Right before the House successfully passed its Obamacare replacement, GOP leadership obnoxiously played the “Rocky” theme song as lawmakers walked into a meeting.
Clearly missing the irony in blaring a tune from a movie where the star loses a championship boxing match, Republican leadership further confirmed to the American people that the men and women in charge of legislating are oblivious nerds.
If picturing a bunch of middle-aged white people getting pumped up to a 1970s theme song doesn’t make you cringe enough, there were also reports that Majority Leader Kevin McCarthy pulled up an image of WWII general George S. Patton on a screen and read some of his famous quotes. In other words, it appears that our country is being run by virgin pseudo-history buffs who probably make pillow forts and show off new magic tricks when the C-SPAN cameras aren’t rolling.
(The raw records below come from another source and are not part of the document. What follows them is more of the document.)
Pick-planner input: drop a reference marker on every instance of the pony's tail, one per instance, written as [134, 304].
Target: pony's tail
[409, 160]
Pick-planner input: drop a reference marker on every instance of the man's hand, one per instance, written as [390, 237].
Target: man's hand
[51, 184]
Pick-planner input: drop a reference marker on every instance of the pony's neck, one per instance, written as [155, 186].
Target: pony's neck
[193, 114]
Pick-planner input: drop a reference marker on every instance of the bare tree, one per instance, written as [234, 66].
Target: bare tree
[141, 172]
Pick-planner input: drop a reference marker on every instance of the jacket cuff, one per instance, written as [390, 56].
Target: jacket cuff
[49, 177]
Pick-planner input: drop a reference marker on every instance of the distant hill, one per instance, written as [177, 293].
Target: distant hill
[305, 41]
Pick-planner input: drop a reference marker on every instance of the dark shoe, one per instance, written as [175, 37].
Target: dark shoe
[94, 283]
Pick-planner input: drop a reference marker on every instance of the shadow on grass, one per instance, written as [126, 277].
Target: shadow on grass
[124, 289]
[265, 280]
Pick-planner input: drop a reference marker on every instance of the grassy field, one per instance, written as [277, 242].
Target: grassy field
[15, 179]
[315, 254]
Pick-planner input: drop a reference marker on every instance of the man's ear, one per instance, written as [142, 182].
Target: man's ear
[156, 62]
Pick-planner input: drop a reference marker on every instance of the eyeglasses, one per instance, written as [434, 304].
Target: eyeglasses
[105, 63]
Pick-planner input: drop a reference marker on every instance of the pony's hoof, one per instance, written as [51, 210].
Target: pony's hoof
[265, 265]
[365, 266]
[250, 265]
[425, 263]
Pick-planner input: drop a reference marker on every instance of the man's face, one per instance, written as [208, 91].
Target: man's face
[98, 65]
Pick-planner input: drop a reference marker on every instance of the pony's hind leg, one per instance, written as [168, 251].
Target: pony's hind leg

The feeling of passing an incredibly unpopular healthcare bill made Republican Congresswoman Martha McSally feel alive like never before—she yelled “Let’s get this fucking thing done!” at her colleagues.
The festivities didn’t end there, with one reporter noticing cases of beer being rolled in for an after party that would make my junior year after-prom look like Burning Man.
They are rolling cases of beer into Capitol and coming to the White House afterwards for a celebration. Kind of remarkable. So far to go.
— Josh Dawsey (@jdawsey1) May 4, 2017
The beer was later uncovered to be Bud Light, but given the overall lameness of the Republican Party, I’m betting that most of them will be sipping on O’Doul’s.